专利汇可以提供一种快速高效同时检测蔬菜中多种抗生素含量的方法专利检索，专利查询，专利分析的服务。并且本发明属于环境污染物检测技术领域，提供了一种快速高效同时检测蔬菜中多种抗生素含量的方法，用乙腈/丙酮混合提取剂提取蔬菜样品，依次进行涡旋、超声、离心操作后，用N-丙基二乙胺净化上清液色素，氮吹近干后用初始流动相再溶，并转移到进样小瓶待测；利用超高液相色谱仪连接三重四级杆串连质谱仪进行抗生素含量测定。本发明克服了现有蔬菜中抗生素检测方法前处理复杂、抗生素检出种类少、检出限高等不足，可为进行蔬菜中抗生素的健康风险评价提供科学依据。
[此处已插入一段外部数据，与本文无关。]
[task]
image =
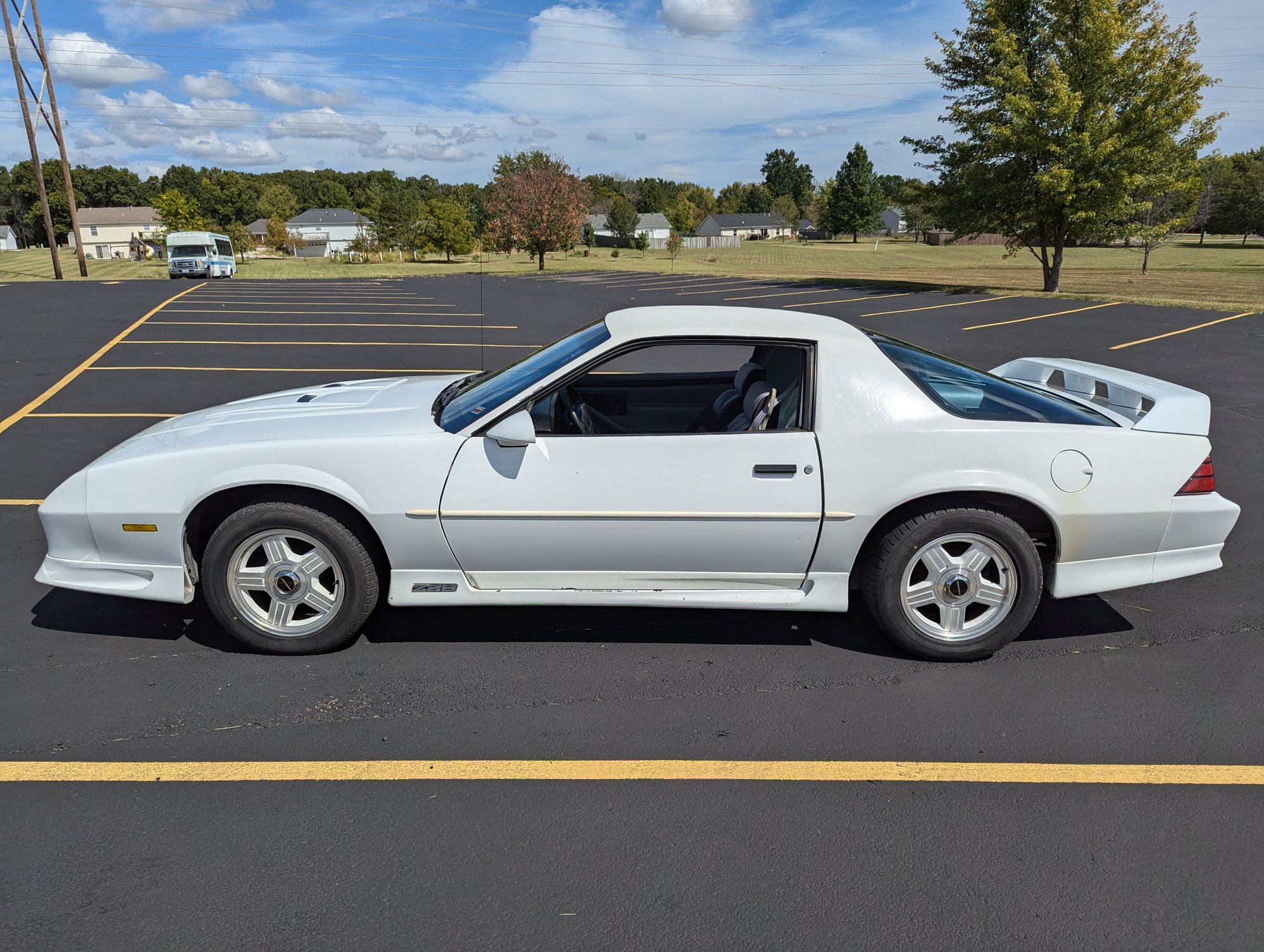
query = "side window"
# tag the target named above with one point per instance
(696, 387)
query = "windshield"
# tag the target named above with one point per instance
(480, 395)
(975, 395)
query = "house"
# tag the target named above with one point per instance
(653, 224)
(327, 230)
(258, 229)
(765, 224)
(808, 232)
(892, 222)
(109, 233)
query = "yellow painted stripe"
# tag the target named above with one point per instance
(327, 324)
(52, 391)
(722, 290)
(1184, 330)
(935, 308)
(337, 343)
(332, 314)
(783, 770)
(1038, 316)
(787, 294)
(848, 300)
(292, 370)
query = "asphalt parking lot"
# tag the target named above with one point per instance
(1167, 674)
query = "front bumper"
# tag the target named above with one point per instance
(156, 583)
(1191, 545)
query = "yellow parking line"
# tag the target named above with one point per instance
(788, 294)
(38, 401)
(1184, 330)
(335, 344)
(588, 770)
(294, 370)
(935, 308)
(848, 300)
(722, 290)
(332, 314)
(325, 324)
(1038, 316)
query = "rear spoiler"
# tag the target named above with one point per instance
(1133, 399)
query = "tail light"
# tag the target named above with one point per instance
(1204, 480)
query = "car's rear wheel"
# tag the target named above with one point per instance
(289, 579)
(953, 584)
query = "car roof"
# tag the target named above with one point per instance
(708, 322)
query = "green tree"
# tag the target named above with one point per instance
(856, 199)
(785, 175)
(784, 205)
(278, 201)
(241, 238)
(449, 228)
(622, 218)
(1066, 110)
(178, 213)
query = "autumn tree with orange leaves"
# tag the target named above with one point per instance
(535, 203)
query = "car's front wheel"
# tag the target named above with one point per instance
(953, 584)
(289, 579)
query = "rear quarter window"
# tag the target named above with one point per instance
(975, 395)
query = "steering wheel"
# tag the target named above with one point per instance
(577, 410)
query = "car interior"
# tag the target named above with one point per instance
(683, 389)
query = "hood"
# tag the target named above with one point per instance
(385, 406)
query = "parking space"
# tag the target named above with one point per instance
(1167, 674)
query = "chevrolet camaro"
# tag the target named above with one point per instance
(706, 457)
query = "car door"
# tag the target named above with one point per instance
(684, 511)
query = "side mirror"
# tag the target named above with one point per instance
(515, 430)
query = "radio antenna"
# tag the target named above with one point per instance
(482, 319)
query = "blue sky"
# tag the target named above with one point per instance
(682, 89)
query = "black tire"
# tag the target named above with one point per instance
(354, 561)
(886, 564)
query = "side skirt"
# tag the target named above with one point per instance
(821, 592)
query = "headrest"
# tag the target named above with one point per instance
(748, 375)
(756, 399)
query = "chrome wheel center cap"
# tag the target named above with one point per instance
(956, 587)
(287, 582)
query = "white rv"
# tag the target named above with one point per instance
(200, 254)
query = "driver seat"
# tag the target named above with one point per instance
(729, 405)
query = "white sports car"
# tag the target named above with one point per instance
(710, 457)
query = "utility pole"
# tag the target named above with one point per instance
(52, 122)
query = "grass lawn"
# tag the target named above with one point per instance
(1222, 273)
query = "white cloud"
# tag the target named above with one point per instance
(160, 15)
(91, 139)
(427, 152)
(706, 16)
(91, 63)
(292, 94)
(211, 85)
(324, 124)
(210, 146)
(458, 134)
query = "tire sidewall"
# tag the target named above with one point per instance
(885, 580)
(358, 578)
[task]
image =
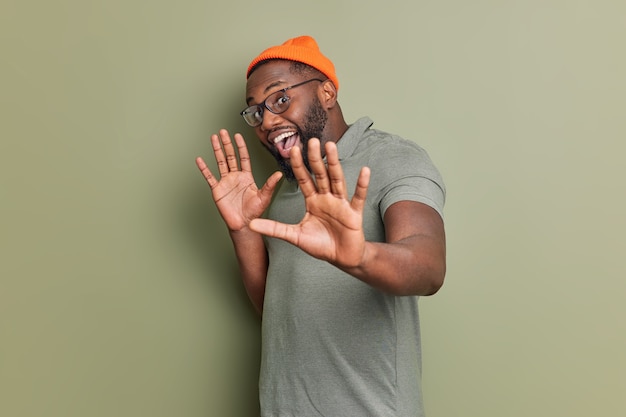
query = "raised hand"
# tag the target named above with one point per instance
(236, 195)
(332, 228)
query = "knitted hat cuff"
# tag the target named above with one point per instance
(301, 49)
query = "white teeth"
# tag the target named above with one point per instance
(283, 136)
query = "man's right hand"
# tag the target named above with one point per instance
(236, 195)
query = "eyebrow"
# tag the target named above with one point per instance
(269, 87)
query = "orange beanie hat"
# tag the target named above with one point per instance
(302, 49)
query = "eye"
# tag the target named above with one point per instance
(282, 100)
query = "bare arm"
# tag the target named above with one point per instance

，下面是一种快速高效同时检测蔬菜中多种抗生素含量的方法专利的具体信息内容。

权利要求

1.一种快速高效同时检测蔬菜中多种抗生素含量的方法，其特征在于，步骤如下：
(1)样品前处理
对蔬菜样品进行冷冻干燥处理，并粉碎成粉末后在-20℃条件下密封保存备用；向蔬菜样品中加入回收率内标，静置20-30分钟；再添加提取溶剂，每次按照溶剂与植物样品体积/质量比为16mL/g添加，提取溶剂为体积比1：1的酸化乙腈与丙酮；按照上述添加方式，添加提取溶剂的过程重复3次，每次提取涡旋1-3分钟，超声10-30分钟，4000r/min离心10-30分钟，上清液混合；向上清液中添加N-丙基二乙胺净化，控制N-丙基二乙胺与提取溶剂的质量/体积比为25mg/mL，涡旋1-3分钟，静置15-30分钟；取上清液氮吹近干，加入1mL初始流动相重新溶解抗生素，过0.22μm滤膜，并转移到进样小瓶中待测；初始流动相为流动相A和流动相B按照体积比95/5；
(2)LC-MS/MS分析
使用超高液相色谱仪连接三重四级杆串联质谱仪进行分析；
色谱条件：使用C18色谱柱，流动相A为质量分数为0.1％甲酸-甲酸铵溶液，流动相B为体积比1:1的乙腈-甲醇，柱温40℃；流速为0.3mL/min；进样量为5μL；梯度洗脱为：0～
2.5min，95VAL％A～90VAL％A；2.5～7min，90VAL％A～10VAL％A；7～8min，10VAL％A～
95VAL％A；8～10min，95VAL％A；
质谱条件：目标化合物的电离模式采用电喷雾离子源正离子和负离子切换扫描，多反应监测模式；干燥气温度和流速为：350℃，650L/Hr；雾化气压力为：7.00Bar；毛细血管电压为2.51kV。
2.根据权利要求1所述的方法，其特征在于，所述的酸化乙腈为用无水甲酸将乙腈的pH调至3。
3.根据权利要求1或2所述的方法，其特征在于，待测的抗生素包括磺胺类、喹诺酮类、大环内酯类、β-内酰胺类。
4.根据权利要求1或2所述的方法，其特征在于，待测的抗生素包括磺胺嘧啶、磺胺甲恶唑、甲氧苄啶、恩诺沙星、诺氟沙星、克拉霉素、氟苯尼考和氯霉素。
5.根据权利要求3所述的方法，其特征在于，待测的抗生素包括磺胺嘧啶、磺胺甲恶唑、甲氧苄啶、恩诺沙星、诺氟沙星、克拉霉素、氟苯尼考和氯霉素。

说明书全文

一种快速高效同时检测蔬菜中多种抗生素含量的方法

技术领域

[0001] 本发明属于环境污染物检测技术领域，具体涉及一种利用高效液相色谱串联质谱快速高效检测蔬菜中来自磺胺类、喹诺酮类、大环内酯类、β-内酰胺类多种抗生素的方法。

背景技术

[0002] 抗生素具有预防或治疗动物疾病、以及促进动物生长的作用，被广泛应用于人类医学、牲畜饲养及水产养殖等行业。抗生素在生产及使用过程中，会通过各种途径最终排放到环境中，并且引发菌群耐药性。目前在水体、土壤和沉积物等环境介质中均有抗生素检出。土壤是抗生素在环境中重要的汇，国内相关研究表明，土壤中抗生素的检出浓度可达μg/kg到mg/kg水平。当植物在受抗生素污染的土壤中生长时，通过根部吸收的抗生素可以在植物的可食用部分积累，对人体存在潜在的暴露风险。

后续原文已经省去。